17 Feb ITU Global Forum on Emergency Telecommunications
Over 500 participants from 70 countries attended ITU’s 2nd Global Forum on Emergency Telecommunications: Saving Lives (GET 2016, Kuwait City, 26-28 January). The meeting underscored the importance of ICTs in disaster early warning and response through the launch of two important new global initiatives, the ITU Network of Volunteers for Emergency Telecommunications and the Global Emergency Fund for Rapid Response.
The DRM Consortium participated for the first time at such an event attended by the ITU Secretary General, ministers, representatives of organisation like the World Health Organisation (WHO) and companies like Google. Ruxandra Obreja, DRM Chair and Alexander Zink, DRM Vice-Chair gave full presentations on the value of the Emergency Warning Functionality as part of DRM, hence the role of digital radio in the effort of saving lives. It was the first time that digital radio was discussed at such a high level and the interest was palpable.
The forum discussed trends and emerging technological innovations, financing mechanisms, country case studies, challenges in deploying ICTs in disaster zones, climate change issues and the role of the private sector and other non-state stakeholders. It also featured a series of exhibits featuring solutions for the most effective use of ICT in emergencies.
The session on trends and emerging innovations in disaster risk reduction opened by the Chairman Eng Hameed H . Al Qattan of the Kuwaiti Ministry of Communications and moderated by Ruxandra Obreja, DRM Chairman. It looked at a variety of communications and solutions applied in disaster risk reduction and management. The speakers from Japan, Kuwait, Italy, England, China and US delivered a very practical session, richly illustrated with images and videos. We were shown how Ebola victims could be tracked through mobile data and people generally through three word addresses. The audience found out how drones can be used in accidents, how cloud technology can be used for bundling vital information, how effective e-government works, what technologies are available to create smart safe cities and how to deal practically with communities facing the risk factor of digital divide. From the broad picture to the individual potential victim this was a session linking the dots and making the point that averting disasters, coping with them, requires connections (technical and human), collaboration (no more silos) and effective communication. The session was a true example of how this can be practically achieved.

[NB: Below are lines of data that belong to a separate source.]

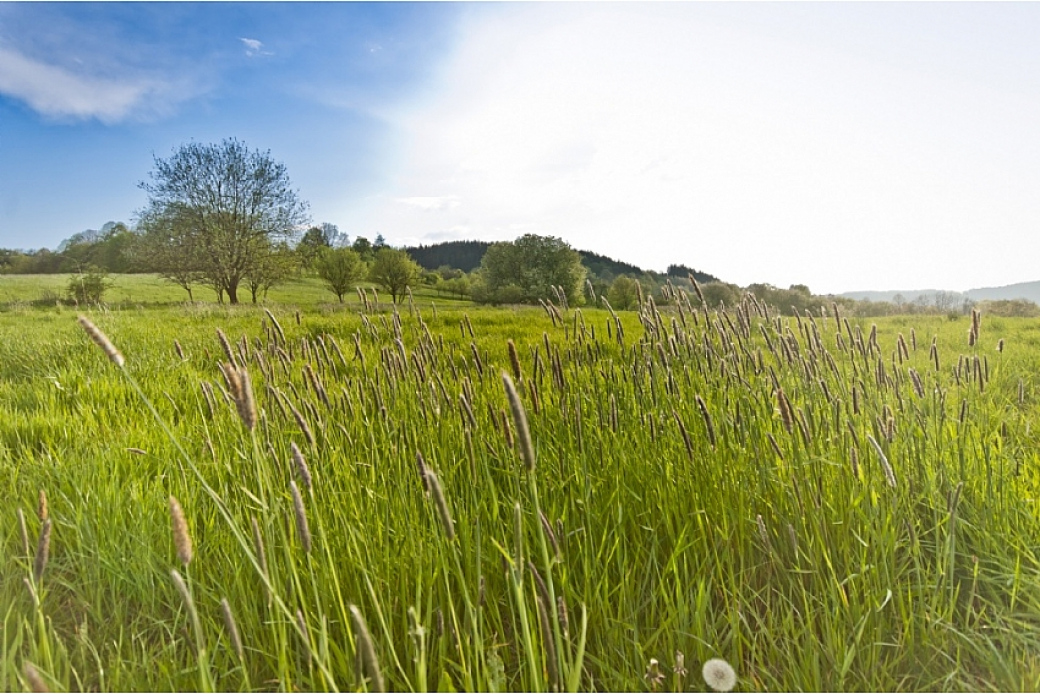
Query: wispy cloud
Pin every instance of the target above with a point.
(686, 133)
(254, 48)
(432, 202)
(57, 92)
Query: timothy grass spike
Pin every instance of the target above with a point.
(43, 551)
(182, 539)
(366, 649)
(301, 514)
(102, 340)
(520, 419)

The round table on financing mechanisms was again opened by the Chairman Eng Hameed H. Al Qattan of the Kuwaiti Ministry of Communications and moderated by Ruxandra Obreja, DRM Chairman. It looked at financial models, options to prepare, respond and rebuild in case of disasters. In some ways this was also a tour of some of the world regions most affected by frequent disasters. The Deputy Prime Minister of Tonga mentioned the efforts of his country and of the Pacific islands with an insurance against disasters. Jamaica, Honduras and the Central American countries seem to work in the same way at national and regional level, with a lot of support from international organisations. Ingenious types of insurance, disaster bonds, and robust information networks (like KIN in Kuwait) were examples of preparedness. And then we also got the story of the donors (Japan) but especially in this session the work of the Kuwaiti Disaster Fund active in the last 50 years all over the world. We heard how the Fund invested or lent billions of dollars to infrastructure large initiatives, to technical assistance, project administrations etc. The session demonstrated that so much is being done but so many more ideas and sources are out there, from the grand plans to what individuals themselves can do. An emergency fund, a disaster strategy seem to be not just the job of governments, of “others” but also of each individual in a world where disasters are linked to everyday life, to fighting poverty and ensuring prosperity, itself synonymous with security.